Meine Kehle schnürte sich enger zusammen, als ich den kleinen dunklen Raum betrat. Ich war völlig lautlos, trotzdem hatte ich den Eindruck, eine heilige Ruhe zu stören. – »Heilige Ruhe« ... ich musste verrückt geworden sein! Meine Füße berührten kaum den Boden, als ich näher an das Stehpult herantrat. Es roch nach Weihrauch und Tanne.
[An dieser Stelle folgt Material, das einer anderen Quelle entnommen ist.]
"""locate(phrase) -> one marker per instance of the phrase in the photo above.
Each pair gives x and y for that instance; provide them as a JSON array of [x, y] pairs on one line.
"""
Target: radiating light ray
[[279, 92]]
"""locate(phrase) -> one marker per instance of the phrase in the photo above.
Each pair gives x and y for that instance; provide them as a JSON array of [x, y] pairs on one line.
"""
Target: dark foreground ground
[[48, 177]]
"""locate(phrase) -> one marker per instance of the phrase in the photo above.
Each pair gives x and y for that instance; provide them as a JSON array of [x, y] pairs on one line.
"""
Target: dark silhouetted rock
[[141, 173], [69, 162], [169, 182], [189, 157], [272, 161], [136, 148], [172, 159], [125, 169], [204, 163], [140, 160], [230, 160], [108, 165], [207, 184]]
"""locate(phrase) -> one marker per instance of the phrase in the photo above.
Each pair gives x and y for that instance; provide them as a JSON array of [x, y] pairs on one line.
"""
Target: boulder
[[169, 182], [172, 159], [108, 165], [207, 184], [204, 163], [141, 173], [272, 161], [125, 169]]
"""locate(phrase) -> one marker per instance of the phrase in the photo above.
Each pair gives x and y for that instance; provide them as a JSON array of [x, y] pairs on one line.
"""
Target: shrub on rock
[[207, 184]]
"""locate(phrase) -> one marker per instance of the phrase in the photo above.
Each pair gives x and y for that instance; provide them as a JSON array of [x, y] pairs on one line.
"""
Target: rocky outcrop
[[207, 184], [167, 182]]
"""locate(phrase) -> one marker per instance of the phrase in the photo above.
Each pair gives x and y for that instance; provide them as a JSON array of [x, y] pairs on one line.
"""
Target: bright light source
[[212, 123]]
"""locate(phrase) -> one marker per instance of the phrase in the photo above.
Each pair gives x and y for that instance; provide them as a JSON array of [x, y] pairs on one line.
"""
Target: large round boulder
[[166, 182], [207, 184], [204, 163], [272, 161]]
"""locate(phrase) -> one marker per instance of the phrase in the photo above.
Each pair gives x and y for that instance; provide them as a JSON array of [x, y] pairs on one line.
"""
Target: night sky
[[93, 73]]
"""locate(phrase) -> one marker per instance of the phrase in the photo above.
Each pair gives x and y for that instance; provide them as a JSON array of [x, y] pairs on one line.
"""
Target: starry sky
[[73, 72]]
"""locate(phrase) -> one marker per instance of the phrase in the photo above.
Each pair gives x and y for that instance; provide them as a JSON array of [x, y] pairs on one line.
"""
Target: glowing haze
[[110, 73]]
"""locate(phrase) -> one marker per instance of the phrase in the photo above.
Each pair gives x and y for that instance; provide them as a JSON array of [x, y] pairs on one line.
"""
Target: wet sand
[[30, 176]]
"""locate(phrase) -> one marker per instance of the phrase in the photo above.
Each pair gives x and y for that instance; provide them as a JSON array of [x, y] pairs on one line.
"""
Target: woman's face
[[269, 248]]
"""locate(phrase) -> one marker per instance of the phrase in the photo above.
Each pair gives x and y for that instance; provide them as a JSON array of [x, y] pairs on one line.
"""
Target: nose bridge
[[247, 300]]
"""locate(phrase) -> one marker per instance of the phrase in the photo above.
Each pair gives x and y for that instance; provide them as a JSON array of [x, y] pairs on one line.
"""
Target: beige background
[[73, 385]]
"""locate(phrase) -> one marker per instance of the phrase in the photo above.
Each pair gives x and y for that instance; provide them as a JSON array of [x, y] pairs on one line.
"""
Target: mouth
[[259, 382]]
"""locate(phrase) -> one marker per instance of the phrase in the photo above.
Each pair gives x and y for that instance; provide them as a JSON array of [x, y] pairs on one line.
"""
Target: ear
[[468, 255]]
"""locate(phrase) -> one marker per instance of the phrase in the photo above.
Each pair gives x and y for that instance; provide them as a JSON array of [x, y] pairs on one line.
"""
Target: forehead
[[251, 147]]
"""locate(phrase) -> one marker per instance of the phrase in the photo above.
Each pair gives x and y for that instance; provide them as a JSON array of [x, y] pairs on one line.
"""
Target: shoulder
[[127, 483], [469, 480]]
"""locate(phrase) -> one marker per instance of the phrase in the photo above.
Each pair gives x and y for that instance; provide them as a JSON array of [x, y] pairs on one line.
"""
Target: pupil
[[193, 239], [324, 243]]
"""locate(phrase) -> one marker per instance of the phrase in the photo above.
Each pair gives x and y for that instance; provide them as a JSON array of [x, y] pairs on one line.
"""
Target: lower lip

    Zwei große mattweiße Kerzen standen zur Rechten und Linken des gewaltigen, goldeingefassten Buches. Das große Geheimnis – das Buch der Herrschaft.
    Ich hielt den Atem an. Warum war dieses Heiligtum nicht bewacht? Diese Chance war schier unfassbar. Vorsichtig, mit kribbelnden Fingerspitzen schlug ich das Buch auf. Das Papier war gelblich, dünn wie Pergament. Die verschnörkelten Buchstaben verflossen vor meinen Augen. Sie waren ebenso vergoldet wie der prächtige Einband.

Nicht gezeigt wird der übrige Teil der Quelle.